I resisted RAG for a while because it felt like an excuse to build a small database and call it “AI.” Then I looked at my own mess: README files, tickets, config snippets, and that one markdown doc called “NOTES-final-final-2.md.”
In my lab, the real promise of RAG is not magic new intelligence. It is less context switching. If I can ask “what did I do last time” and get the right file and the right paragraph, that is a win.
The punchline: retrieval is an ops problem disguised as an AI problem. The model is usually not the hard part. The hard part is ingest, chunking, permissions, and getting the system to fail in a way that does not lie to you.
what I tried to index (and what I avoided)
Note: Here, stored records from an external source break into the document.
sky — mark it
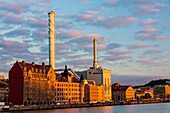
[0,0,170,84]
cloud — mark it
[0,12,25,25]
[27,16,48,28]
[141,18,158,28]
[0,2,29,14]
[128,43,152,49]
[103,55,132,62]
[0,39,31,55]
[57,30,83,40]
[143,49,163,55]
[56,21,73,29]
[106,43,122,50]
[136,59,165,66]
[107,50,131,56]
[4,27,31,38]
[135,27,170,40]
[104,0,117,7]
[87,16,137,29]
[76,11,98,21]
[70,34,107,45]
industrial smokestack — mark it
[93,39,98,69]
[48,11,56,69]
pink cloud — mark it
[57,30,83,39]
[141,18,158,27]
[89,16,137,28]
[1,2,29,13]
[128,44,152,49]
[1,12,25,24]
[137,60,165,66]
[153,36,170,40]
[134,2,165,14]
[108,50,131,56]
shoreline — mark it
[0,100,170,112]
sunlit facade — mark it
[87,68,111,101]
[112,84,135,102]
[84,84,105,103]
[9,61,56,105]
[154,85,170,98]
[135,88,154,99]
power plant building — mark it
[87,39,111,101]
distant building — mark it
[0,79,9,102]
[75,71,87,79]
[154,85,170,98]
[135,87,154,100]
[84,84,105,103]
[87,68,111,101]
[9,61,56,105]
[112,83,135,102]
[56,66,104,103]
[56,66,84,103]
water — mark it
[6,103,170,113]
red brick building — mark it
[9,61,56,105]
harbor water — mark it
[5,103,170,113]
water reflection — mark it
[5,103,170,113]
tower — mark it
[93,39,98,69]
[87,39,111,101]
[48,11,56,69]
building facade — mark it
[135,88,154,100]
[9,61,56,105]
[112,84,135,102]
[87,68,111,101]
[84,84,105,103]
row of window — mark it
[57,84,80,87]
[57,88,80,91]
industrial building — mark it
[87,39,111,101]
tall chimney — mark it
[48,11,56,69]
[93,39,98,69]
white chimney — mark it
[93,39,98,69]
[48,11,56,69]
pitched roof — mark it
[112,85,130,91]
[18,61,51,73]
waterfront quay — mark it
[0,100,170,112]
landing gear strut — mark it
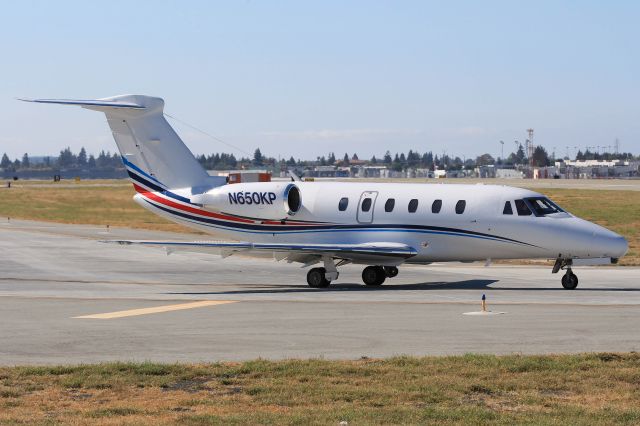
[562,268,578,290]
[551,257,578,290]
[307,268,331,288]
[307,256,340,288]
[362,266,387,286]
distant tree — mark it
[391,152,404,172]
[0,152,11,170]
[533,145,550,167]
[96,150,109,168]
[253,148,264,167]
[420,151,433,170]
[78,147,87,167]
[382,151,393,165]
[58,147,77,168]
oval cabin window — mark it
[384,198,396,213]
[338,197,349,212]
[431,200,442,213]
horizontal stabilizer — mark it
[18,98,145,109]
[102,240,417,265]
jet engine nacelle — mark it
[191,182,302,220]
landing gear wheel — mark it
[384,266,398,278]
[562,269,578,290]
[362,266,387,285]
[307,268,331,288]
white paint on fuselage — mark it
[137,182,627,262]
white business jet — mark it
[22,95,627,289]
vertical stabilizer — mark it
[20,95,224,189]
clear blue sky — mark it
[0,0,640,158]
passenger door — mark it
[356,191,378,223]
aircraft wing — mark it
[103,240,417,266]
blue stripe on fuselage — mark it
[144,198,537,247]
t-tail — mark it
[21,95,225,191]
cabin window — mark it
[516,200,531,216]
[431,200,442,213]
[524,197,564,216]
[384,198,396,213]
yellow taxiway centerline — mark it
[72,300,237,319]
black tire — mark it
[562,271,578,290]
[384,266,398,278]
[362,266,387,286]
[307,268,331,288]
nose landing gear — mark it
[551,256,578,290]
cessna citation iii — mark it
[24,95,627,289]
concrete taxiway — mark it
[0,220,640,365]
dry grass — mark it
[0,353,640,425]
[0,180,640,265]
[0,181,194,232]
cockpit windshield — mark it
[524,197,564,216]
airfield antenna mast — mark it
[527,129,535,167]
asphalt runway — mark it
[0,220,640,365]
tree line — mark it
[0,147,124,172]
[0,145,635,172]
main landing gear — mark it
[551,258,578,290]
[562,268,578,290]
[307,259,398,288]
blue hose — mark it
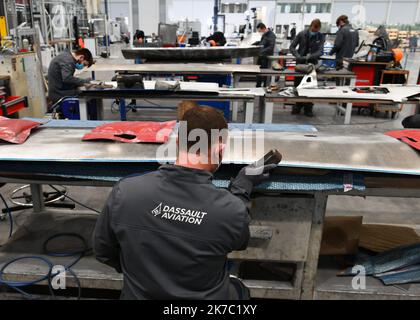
[0,233,91,299]
[0,193,13,238]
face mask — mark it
[74,62,85,70]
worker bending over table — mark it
[290,19,325,117]
[93,107,276,300]
[48,48,93,105]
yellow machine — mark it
[0,16,8,47]
[0,16,7,39]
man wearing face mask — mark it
[93,107,276,300]
[330,15,359,70]
[289,19,325,117]
[253,23,276,87]
[48,48,93,104]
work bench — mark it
[0,121,420,299]
[79,81,265,123]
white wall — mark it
[248,0,277,29]
[108,0,130,19]
[139,0,160,35]
[167,0,214,36]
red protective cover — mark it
[82,120,176,143]
[385,129,420,151]
[0,117,41,144]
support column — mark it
[301,192,328,300]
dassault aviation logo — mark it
[152,202,162,217]
[150,202,207,225]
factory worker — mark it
[48,49,93,104]
[254,23,276,87]
[289,19,325,117]
[206,31,226,47]
[330,15,359,70]
[93,107,276,300]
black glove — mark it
[296,57,306,64]
[229,164,277,199]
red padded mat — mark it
[82,120,176,143]
[0,117,41,144]
[385,129,420,151]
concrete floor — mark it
[0,47,420,243]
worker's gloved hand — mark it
[296,56,306,64]
[230,163,277,198]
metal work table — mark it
[0,120,420,299]
[79,84,265,123]
[121,46,261,61]
[260,69,356,86]
[78,63,260,121]
[261,94,420,125]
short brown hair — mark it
[74,48,94,67]
[181,106,228,150]
[311,19,322,30]
[336,14,349,26]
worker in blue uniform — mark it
[93,107,276,300]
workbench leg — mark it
[231,74,239,122]
[119,98,127,121]
[245,102,254,123]
[264,102,274,124]
[301,192,328,300]
[30,184,44,213]
[95,99,104,120]
[79,98,88,121]
[344,103,353,124]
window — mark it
[277,2,331,13]
[221,0,247,13]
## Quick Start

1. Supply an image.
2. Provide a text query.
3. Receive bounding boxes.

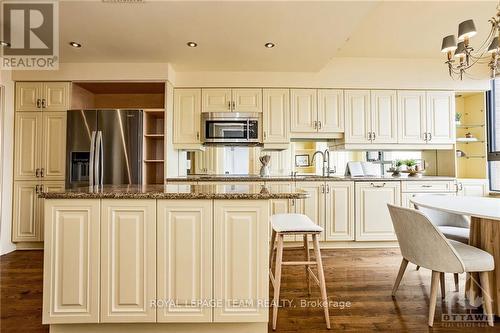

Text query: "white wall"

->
[0,71,16,255]
[174,54,489,91]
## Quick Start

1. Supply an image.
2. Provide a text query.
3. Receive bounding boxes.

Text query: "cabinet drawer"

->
[401,180,455,192]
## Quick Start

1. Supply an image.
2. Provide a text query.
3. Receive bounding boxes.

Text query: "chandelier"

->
[441,4,500,80]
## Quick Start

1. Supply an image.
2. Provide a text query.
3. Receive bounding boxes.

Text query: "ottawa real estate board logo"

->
[0,0,59,70]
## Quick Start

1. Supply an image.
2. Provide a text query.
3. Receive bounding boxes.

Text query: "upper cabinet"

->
[262,89,290,144]
[173,89,201,145]
[398,91,455,144]
[345,90,397,144]
[16,82,70,111]
[202,88,262,112]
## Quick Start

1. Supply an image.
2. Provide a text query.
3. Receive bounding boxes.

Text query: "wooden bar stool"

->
[269,214,330,330]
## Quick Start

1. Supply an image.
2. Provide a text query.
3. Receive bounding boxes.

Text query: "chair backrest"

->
[387,204,465,273]
[415,205,470,229]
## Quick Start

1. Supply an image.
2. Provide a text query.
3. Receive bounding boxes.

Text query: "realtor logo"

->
[0,1,59,70]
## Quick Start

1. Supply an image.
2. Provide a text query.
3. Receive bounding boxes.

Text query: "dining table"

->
[410,195,500,316]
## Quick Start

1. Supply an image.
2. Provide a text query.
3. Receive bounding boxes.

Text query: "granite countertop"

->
[39,184,309,200]
[165,174,455,184]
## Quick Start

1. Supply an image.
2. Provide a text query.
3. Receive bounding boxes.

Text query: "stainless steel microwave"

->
[201,112,262,144]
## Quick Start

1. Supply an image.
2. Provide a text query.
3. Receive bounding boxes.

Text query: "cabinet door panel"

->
[157,200,213,322]
[318,89,344,133]
[214,200,269,322]
[290,89,318,133]
[101,200,156,323]
[12,181,43,242]
[42,82,70,111]
[355,182,401,241]
[42,200,100,324]
[262,89,290,143]
[201,88,232,112]
[344,90,371,143]
[398,91,427,143]
[325,182,354,241]
[231,89,262,112]
[173,89,201,144]
[14,112,42,180]
[427,91,455,144]
[41,112,66,180]
[16,82,42,111]
[371,90,398,143]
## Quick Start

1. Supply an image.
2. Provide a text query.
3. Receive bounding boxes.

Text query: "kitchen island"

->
[41,184,307,332]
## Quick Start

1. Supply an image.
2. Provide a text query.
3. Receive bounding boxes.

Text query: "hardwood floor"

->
[0,249,500,333]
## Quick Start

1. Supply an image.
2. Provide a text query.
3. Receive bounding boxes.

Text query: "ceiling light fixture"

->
[441,4,500,80]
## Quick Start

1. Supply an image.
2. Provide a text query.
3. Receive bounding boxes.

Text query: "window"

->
[486,80,500,191]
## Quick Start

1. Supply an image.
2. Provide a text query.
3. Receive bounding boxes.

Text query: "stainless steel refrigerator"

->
[66,110,143,188]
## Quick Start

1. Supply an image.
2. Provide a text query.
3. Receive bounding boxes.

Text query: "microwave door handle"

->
[89,131,96,186]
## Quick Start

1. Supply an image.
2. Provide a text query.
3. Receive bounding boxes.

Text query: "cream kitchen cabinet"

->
[156,200,213,323]
[202,88,262,112]
[12,181,64,242]
[16,82,71,111]
[398,91,455,144]
[262,89,290,144]
[325,181,354,241]
[345,90,397,144]
[355,181,401,241]
[173,89,202,148]
[14,112,66,180]
[100,199,156,323]
[456,178,489,197]
[213,200,269,322]
[42,199,100,324]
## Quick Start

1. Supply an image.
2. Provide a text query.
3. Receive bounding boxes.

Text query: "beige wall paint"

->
[174,54,489,91]
[0,71,16,255]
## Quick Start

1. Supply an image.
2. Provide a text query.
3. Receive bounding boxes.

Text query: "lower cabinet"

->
[42,200,100,324]
[213,200,269,322]
[12,181,64,242]
[156,200,213,323]
[355,181,401,241]
[101,199,156,323]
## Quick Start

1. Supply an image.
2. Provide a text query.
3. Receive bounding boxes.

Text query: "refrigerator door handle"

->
[89,131,96,186]
[97,131,104,186]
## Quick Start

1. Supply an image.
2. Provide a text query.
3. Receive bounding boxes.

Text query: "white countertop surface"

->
[410,195,500,223]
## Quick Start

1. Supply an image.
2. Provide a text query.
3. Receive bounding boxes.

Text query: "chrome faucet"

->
[312,149,330,177]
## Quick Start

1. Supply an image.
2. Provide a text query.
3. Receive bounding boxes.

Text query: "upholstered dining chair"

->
[387,204,495,326]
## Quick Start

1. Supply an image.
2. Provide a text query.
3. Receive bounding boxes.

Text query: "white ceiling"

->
[59,0,496,72]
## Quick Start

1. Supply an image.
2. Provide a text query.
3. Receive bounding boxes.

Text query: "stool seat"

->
[271,214,323,233]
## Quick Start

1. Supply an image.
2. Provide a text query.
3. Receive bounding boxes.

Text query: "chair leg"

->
[429,271,440,327]
[269,230,276,270]
[304,234,311,295]
[439,272,446,299]
[312,234,330,329]
[453,273,459,292]
[392,258,408,296]
[479,272,495,326]
[273,234,283,330]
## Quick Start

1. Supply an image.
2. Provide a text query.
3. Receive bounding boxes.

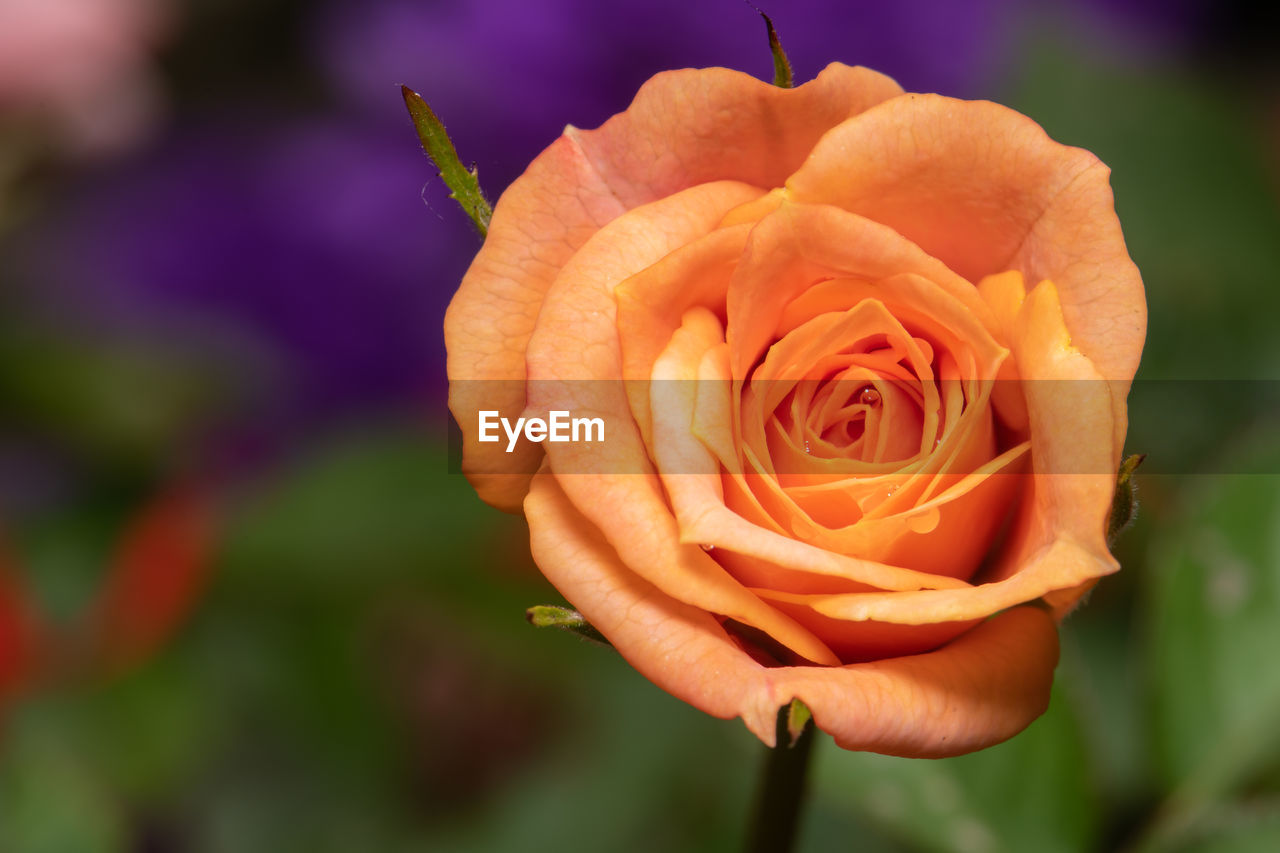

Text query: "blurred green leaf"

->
[0,702,129,853]
[810,693,1098,853]
[1148,428,1280,812]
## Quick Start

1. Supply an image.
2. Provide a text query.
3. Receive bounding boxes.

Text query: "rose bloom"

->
[444,64,1146,757]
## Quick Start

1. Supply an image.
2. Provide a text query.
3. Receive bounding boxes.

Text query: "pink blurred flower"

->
[0,0,169,152]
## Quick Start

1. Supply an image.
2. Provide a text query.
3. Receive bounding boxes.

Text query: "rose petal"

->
[444,63,902,511]
[525,476,1057,757]
[529,182,838,663]
[787,95,1147,437]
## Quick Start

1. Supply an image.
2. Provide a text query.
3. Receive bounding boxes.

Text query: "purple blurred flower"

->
[315,0,1014,195]
[11,117,479,466]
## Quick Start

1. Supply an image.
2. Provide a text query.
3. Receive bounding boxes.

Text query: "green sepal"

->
[760,12,792,88]
[401,86,493,237]
[525,605,613,648]
[780,699,813,748]
[1107,453,1147,546]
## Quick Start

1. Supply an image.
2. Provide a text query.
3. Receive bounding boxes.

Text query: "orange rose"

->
[444,64,1146,756]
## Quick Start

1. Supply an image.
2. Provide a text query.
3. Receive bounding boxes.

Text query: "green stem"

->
[745,706,814,853]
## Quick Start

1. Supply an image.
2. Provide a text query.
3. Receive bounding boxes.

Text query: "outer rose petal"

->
[787,95,1147,438]
[444,63,902,511]
[525,476,1057,757]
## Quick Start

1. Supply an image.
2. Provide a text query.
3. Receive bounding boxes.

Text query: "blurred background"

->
[0,0,1280,853]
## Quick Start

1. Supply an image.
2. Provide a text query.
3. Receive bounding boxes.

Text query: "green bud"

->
[401,86,493,237]
[525,605,612,647]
I started small. In my lab I indexed:
- my homelab docs (markdown),
- service READMEs and deploy notes,
- snippets I actually reuse (bash, systemd unit templates),
- a handful of exported web pages that I reference often.
I avoided indexing:
- huge binary dumps,
- random chat logs,
- anything where I could not define what “right answer” even means.
chunking: boring decisions with big consequences
Chunking is where RAG projects go to die. Too small and you lose context. Too big and retrieval gets noisy and expensive. In my lab, the best heuristic was: chunk by structure when possible. Markdown headings, code fences, and paragraphs are your friends.
I also learned to keep some metadata: file path, last modified time (roughly), and a short type label. Otherwise every retrieved chunk looks equally plausible, which is how you get confident nonsense.
example: a minimal “index this directory” script
This is a simplified sketch of my ingestion loop. The point is not the embedding math. The point is consistent input and consistent metadata.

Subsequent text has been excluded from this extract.